Security and privacy in Windows 10

Securing hardware

The first layer of protection for a Windows 10 device is the hardware itself. Key security features in Windows 10 (originally introduced in Windows 8.1) take advantage of modern hardware designs. Although you can install and run Windows 10 on older hardware, you’ll get best results when these two capabilities are present:

Unified Extensible Firmware Interface (UEFI)

After 30 years, the PC BIOS has finally been retired. Its replacement is UEFI, a firmware interface that takes over the functions traditionally performed by the BIOS. UEFI plays a critical role in security with Windows 10, offering the Secure Boot capability and support for self-encrypted drives, for example. (I’ll say more about both of those features later in this chapter.) UEFI has been a requirement for original equipment manufacturers (OEMs) to certify a system or hardware device for Windows 8 or later under the Windows Hardware Certification Program (formerly known as the Windows Logo program).

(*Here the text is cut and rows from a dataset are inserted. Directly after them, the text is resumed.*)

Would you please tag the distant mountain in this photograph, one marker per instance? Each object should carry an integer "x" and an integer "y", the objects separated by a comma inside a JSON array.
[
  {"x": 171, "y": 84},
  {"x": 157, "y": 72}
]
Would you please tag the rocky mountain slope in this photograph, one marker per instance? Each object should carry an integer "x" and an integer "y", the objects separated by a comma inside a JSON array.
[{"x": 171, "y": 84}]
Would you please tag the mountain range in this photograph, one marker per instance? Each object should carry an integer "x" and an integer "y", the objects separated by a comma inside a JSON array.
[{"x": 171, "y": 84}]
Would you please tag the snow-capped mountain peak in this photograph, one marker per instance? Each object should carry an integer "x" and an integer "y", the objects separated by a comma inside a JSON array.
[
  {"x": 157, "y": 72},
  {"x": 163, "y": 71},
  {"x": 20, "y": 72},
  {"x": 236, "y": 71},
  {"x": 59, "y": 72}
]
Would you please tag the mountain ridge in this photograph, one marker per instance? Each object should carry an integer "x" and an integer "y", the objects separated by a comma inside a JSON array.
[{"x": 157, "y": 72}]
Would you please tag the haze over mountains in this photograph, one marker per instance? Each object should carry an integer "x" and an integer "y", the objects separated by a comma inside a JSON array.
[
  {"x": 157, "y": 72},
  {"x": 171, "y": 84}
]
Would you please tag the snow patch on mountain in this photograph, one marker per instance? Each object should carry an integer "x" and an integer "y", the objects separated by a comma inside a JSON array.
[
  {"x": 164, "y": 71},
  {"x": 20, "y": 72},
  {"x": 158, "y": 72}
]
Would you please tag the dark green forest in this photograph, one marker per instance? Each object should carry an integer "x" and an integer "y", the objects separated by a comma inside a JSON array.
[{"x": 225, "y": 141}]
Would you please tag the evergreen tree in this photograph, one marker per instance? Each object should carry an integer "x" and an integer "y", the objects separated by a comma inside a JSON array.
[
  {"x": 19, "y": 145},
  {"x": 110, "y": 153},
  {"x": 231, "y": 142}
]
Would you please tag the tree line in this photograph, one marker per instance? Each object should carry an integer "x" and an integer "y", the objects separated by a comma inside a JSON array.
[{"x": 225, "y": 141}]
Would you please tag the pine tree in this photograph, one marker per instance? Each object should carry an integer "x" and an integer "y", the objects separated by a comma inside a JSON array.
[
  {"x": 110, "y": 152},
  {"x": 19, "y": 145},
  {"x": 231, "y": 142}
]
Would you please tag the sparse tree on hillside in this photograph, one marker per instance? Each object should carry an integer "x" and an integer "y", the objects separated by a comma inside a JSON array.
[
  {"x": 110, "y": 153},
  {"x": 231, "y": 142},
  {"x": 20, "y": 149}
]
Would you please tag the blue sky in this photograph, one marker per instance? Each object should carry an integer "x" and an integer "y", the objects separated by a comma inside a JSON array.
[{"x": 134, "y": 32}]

Trusted Platform Module (TPM)

A TPM is a hardware chip that supports high-grade encryption and prevents tampering with or unauthorized export of certificates and encryption keys. The TPM might be implemented as a standalone microcontroller or included as part of another component, such as a network module or a system on chip (SoC) integrated circuit. The TPM performs cryptographic operations and stores keys for BitLocker volumes and virtual smartcards. A TPM can also digitally sign data, using a private key that software can’t access. The presence of a TPM enables several key features in Windows 10, including BitLocker drive encryption, Measured Boot, and Device Guard.

Securing the boot process

The most aggressive forms of malware try to insert themselves into the boot process as early as possible so that they can take control of the system early and prevent antimalware software from doing its job. This type of malicious code is often called a rootkit (or bootkit). The best way to avoid having to deal with it is to secure the boot process so that it’s protected from the very start.

Secure Boot

The most basic protection is the Secure Boot feature, which is a standard part of the UEFI architecture. (It’s defined in Chapter 27 of the UEFI 2.3.1 specification.) On a PC with a conventional BIOS, anyone who can take control of the boot process can boot using an alternative OS loader, potentially gaining access to system resources. When Secure Boot is enabled, you can boot only by using an OS loader that’s signed using a certificate stored in the UEFI firmware. Naturally, the Microsoft certificate used to digitally sign the Windows 8.1 and Windows 10 OS loaders are in that store, allowing the UEFI firmware to validate the certificate as part of its security policy. This feature must be enabled by default on all devices that are certified for Windows 8.1 or Windows 10 under the Windows Hardware Certification Program.

Early Launch Antimalware (ELAM)

Antimalware software that’s compatible with the advanced security features in Windows 8 and later versions can be certified and signed by Microsoft. Windows Defender, the antimalware software that is included with Windows 10, supports this feature; it can be replaced with a third-party solution if that’s what your organization prefers. These signed drivers are loaded before any other third-party drivers or applications, allowing the antimalware software to detect and block any attempts to tamper with the boot process by trying to load unsigned or untrusted code.

Trusted Boot

This feature verifies that all Windows boot components have integrity and can be trusted. The bootloader verifies the digital signature of the kernel before loading it. The kernel, in turn, verifies every other component of the Windows startup process, including the boot drivers, startup files, and the ELAM component.

Measured Boot

This feature, which requires the presence of a TPM on a device running Windows 8.1 or Windows 10, takes measurements of the UEFI firmware and each of the Windows and antimalware components as they load during the boot process. When these measurements are complete, their values are digitally signed and stored securely in the TPM and cannot be changed unless the system is reset. During each subsequent boot, the same components are measured, allowing the current values to be compared with those in the TPM.